FARE, TAVŞAN, NOEL BABA MASKESİ...

Aslında deneyin ilk aşamalarında her şey normal ilerliyordu. Tarihin en önemli ve en tartışmalı deneylerinden biri olarak yorumlanan 'Küçük Albert Deneyi'nde süreç ilerledikçe işler bir anda karışmaya başladı. Albert adı verilen minik bebeğe önce beyaz bir fare, ardından tavşan, peluş bebekler, Noel Baba maskesi gibi ilk kez karşılaşabileceği nesneler gösterildi. Deneydeki amaç küçük Albert’ın tepkilerini ölçmekti. Herhangi bir nesneye karşı korkusu olmayan ve korkuyu henüz öğrenmemiş Albert bebek ona gösterilen tüm nesnelere gülerek sempatik bir yanıt verdi.

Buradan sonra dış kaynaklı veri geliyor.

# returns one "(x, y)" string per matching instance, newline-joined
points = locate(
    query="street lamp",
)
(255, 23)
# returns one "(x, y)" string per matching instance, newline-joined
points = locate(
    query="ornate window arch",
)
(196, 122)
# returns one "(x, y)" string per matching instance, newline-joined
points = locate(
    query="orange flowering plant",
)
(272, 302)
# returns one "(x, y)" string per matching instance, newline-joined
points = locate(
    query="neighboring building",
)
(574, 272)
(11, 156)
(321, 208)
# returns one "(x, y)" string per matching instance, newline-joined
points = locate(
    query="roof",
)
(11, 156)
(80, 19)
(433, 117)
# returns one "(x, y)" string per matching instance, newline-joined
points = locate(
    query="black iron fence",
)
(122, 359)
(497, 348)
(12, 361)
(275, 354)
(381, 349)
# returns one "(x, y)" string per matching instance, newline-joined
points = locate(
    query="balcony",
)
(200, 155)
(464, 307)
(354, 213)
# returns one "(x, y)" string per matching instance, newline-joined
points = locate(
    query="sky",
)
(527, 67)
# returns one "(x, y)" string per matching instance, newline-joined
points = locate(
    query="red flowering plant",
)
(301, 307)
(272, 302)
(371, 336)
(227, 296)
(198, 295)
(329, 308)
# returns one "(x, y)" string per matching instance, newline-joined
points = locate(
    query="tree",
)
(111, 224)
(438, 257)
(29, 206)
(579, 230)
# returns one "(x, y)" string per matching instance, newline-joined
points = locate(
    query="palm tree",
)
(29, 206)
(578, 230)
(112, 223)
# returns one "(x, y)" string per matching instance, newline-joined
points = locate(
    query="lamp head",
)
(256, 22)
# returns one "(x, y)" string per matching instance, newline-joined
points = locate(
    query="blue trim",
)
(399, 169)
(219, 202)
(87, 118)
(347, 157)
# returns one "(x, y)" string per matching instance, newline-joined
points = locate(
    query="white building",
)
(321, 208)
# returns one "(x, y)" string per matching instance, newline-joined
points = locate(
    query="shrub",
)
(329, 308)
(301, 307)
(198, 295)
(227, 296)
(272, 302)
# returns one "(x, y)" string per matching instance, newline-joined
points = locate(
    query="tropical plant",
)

SESLERİ DUYUNCA AĞLAMAYA BAŞLADI

Deneyin ikinci aşamasında Albert bir odaya alındı ve burada bir süre yalnız bırakıldı. Zaman geçtikten sonra psikologlar odaya beyaz tüylü bir fare bıraktılar. Öncesinde Albert'ın fareden korkmadığı hatta onu sevgiyle karşıladığı biliniyordu. Sonuç şaşırtıcı değildi. Albert fareden korkmamıştı. Ancak deneyin üçüncü aşamasına gelindiğinde işler yavaştan çığrından çıkmaya başladı. Yine bir odaya alınan ve yalnız bırakılan Albert bir süre sonra yine fareyle baş başa bırakıldı ama bu seferki fare öncekinden farklıydı. Albert, fareye her dokunduğunda çekiç ve demir çubuklarla rahatsız edici sesler çıkarıldı. Daha önce bu sesi duymayan Albert ilk defa hayvandan korktu ve ağlamaya başladı.

TÜYLÜ VE BEYAZ RENKLİ HER ŞEYDEN KORKU DUYDU

Deney bir süre daha devam etti. Albert bir yandan fareye dokunuyor, diğer yandan rahatsız edici sesler duyuyor ve korktuğu için ağlamaya başlıyordu. Kendisine gelip sakinleştikten sonra tekrar en başa dönülüyor ve test birkaç kez tekrarlanıyordu. Neyin içinde olduğunu bilmeyen Albert oldukça rahatsız edici bir deneyin kilit parçasıydı. Fareye dokunur dokunmaz garip sesler duyan ve ağlamaya başlayan Albert en sonunda hayvana dokunamaz oldu ve işler giderek onun için kötü bir hal aldı.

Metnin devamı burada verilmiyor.